The next name that jumps out was Joe Van Niekerk. He was the star of the coldest week I remember – 1998 in Vanderbijlpark. He also made Dawie Crowther’s “best ever” list, I recall.

Rustenburg in 2001 stands out because it was the year when they forced the Paarl Schools into the Boland camp, where they actually belong, and in that Boland team was a player that stands out for me – Derek Hougaard.

The 2007 Free State team was in a class of its own in Stellenbosch, but for some reason only a handful of them was selected for the SA Schools team. One who did get the nod was Robert Ebersohn, and he was very good. But it was his brother, Sias, who really had everyone talking that year.

Two other Grey College boys stand out around that time – Johan Goosen, in Welkom in 2010 and Jan Serfontein the next year in Kimberley.
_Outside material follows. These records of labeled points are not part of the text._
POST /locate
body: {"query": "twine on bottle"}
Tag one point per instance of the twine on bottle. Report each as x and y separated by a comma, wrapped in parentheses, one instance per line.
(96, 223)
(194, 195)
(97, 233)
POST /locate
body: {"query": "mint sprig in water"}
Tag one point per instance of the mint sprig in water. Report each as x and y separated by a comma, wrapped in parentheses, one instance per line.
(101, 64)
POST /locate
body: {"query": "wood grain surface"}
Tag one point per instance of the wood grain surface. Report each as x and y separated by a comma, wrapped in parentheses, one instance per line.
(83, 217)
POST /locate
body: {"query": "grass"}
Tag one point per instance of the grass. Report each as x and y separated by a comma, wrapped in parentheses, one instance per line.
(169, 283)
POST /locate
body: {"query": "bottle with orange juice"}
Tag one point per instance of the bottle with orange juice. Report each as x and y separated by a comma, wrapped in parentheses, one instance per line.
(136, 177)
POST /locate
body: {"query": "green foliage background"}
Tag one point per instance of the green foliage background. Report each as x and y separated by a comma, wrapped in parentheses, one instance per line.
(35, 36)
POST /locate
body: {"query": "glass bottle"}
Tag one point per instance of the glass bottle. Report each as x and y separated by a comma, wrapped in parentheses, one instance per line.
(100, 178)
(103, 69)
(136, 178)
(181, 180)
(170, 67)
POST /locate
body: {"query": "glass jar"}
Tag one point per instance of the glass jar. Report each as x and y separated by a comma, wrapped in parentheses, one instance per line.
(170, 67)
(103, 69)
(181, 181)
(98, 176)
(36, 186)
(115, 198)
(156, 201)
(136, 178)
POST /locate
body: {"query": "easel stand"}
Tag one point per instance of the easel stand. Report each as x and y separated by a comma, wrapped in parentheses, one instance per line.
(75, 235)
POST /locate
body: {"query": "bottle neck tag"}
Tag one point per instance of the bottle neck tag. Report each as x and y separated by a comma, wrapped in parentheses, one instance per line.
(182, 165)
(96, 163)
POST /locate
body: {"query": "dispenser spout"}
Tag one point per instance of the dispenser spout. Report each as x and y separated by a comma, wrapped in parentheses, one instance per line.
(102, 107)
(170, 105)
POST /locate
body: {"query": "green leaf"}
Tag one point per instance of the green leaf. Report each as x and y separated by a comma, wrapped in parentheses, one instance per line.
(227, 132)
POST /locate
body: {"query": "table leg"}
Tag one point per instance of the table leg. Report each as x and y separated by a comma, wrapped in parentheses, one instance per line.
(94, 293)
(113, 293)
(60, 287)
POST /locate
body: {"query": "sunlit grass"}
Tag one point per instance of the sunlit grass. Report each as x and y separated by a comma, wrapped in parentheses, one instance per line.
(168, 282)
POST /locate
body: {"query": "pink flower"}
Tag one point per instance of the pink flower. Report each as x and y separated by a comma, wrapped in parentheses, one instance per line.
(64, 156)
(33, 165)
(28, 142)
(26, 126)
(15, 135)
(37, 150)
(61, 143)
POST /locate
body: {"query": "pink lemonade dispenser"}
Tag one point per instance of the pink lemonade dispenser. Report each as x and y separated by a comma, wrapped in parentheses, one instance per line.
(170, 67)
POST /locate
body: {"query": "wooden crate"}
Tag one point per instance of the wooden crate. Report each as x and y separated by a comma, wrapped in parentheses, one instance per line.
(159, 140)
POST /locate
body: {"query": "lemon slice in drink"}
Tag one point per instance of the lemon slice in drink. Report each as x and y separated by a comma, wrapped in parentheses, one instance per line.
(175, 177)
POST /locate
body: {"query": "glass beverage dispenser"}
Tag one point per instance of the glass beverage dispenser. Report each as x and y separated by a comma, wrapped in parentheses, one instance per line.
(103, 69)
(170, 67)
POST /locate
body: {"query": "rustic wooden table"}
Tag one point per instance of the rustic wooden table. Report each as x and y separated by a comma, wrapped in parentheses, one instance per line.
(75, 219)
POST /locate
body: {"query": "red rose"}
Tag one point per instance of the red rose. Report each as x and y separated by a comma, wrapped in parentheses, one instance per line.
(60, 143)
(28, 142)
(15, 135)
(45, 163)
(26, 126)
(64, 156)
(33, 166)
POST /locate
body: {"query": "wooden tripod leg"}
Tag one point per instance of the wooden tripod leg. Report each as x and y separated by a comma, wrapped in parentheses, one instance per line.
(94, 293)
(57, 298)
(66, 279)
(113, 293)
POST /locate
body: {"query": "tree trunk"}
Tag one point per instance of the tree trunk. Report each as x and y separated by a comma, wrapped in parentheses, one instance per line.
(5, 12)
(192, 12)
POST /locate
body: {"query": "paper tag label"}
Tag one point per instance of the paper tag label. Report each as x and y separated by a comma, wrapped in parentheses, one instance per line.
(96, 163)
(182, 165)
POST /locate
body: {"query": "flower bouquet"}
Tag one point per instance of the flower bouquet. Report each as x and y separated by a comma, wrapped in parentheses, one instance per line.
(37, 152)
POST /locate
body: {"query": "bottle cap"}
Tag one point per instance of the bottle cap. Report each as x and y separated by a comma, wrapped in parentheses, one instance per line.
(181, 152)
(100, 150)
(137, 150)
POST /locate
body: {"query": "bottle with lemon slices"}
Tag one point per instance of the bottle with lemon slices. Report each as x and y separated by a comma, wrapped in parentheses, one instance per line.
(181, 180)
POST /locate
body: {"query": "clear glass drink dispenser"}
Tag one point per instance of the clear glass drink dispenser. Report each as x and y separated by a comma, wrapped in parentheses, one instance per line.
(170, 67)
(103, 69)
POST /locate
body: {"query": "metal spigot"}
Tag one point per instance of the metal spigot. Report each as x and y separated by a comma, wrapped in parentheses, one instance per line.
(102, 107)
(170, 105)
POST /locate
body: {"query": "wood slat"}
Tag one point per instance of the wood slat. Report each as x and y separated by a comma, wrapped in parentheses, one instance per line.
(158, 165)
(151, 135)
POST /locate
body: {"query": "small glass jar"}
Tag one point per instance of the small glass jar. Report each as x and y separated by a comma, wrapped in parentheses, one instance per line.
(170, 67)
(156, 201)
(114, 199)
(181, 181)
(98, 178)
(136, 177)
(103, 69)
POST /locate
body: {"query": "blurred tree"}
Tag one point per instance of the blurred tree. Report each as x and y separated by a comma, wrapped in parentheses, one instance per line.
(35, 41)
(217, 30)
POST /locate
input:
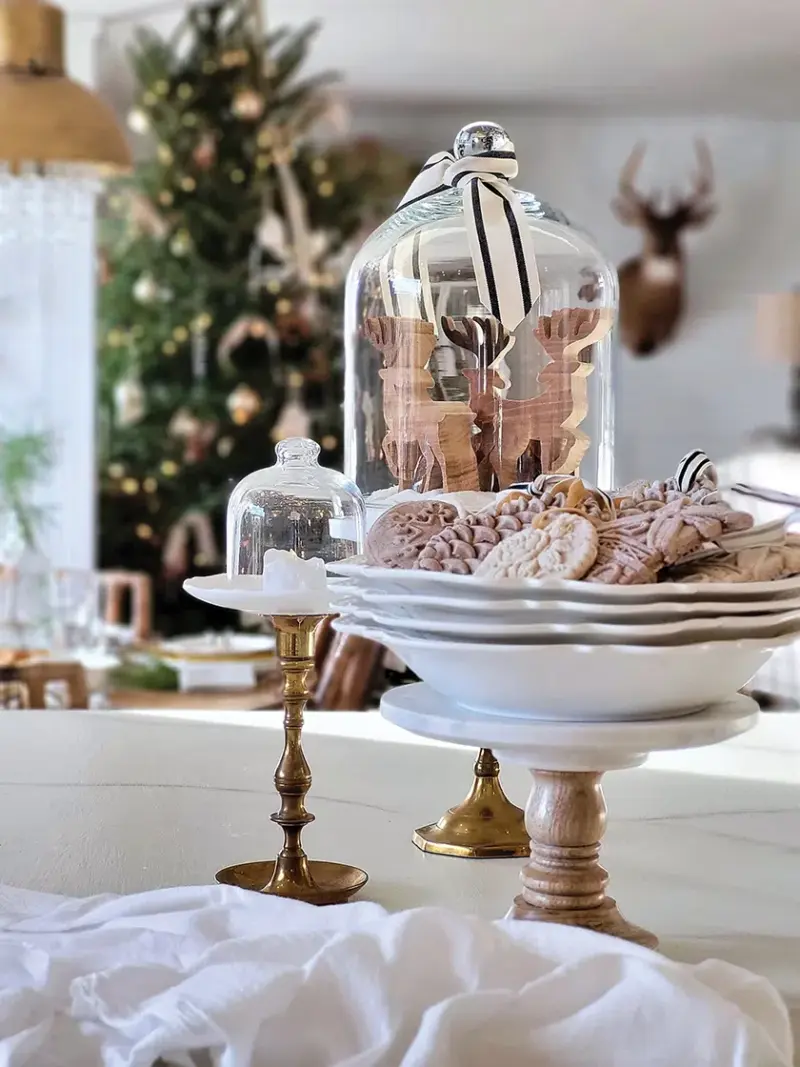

Serfontein’s burgeoning talent was somehow coached away in the ensuing years – one of the greatest tragedies in SA rugby.

We are into modern times now, so the stories of the players are not yet fully written. Some have already achieved big things, others might still do so.

Here are those that stand out for me: Malcolm Marx and Rohan Janse van Rensburg (PE, 2012), Kwagga Smith (Polokwane 2013), Embrose Papier (Middelburg 2014), Salmaan Moerat and Curwin Bosch (Stellenbosch 2015), Damien Willemse, Wandisele Simelane and Tyrone Green (Kearsney 2016).

The fact that so many of those named are still playing, and not peaked yet, illustrates the challenges facing young players trying to get ahead in a talent-rich system such as ours.

There won’t be another Herchelle Gibbs in Bloemfontein this week – there will only ever be one of him – but one or two are going to stick their hands up, no doubt about that.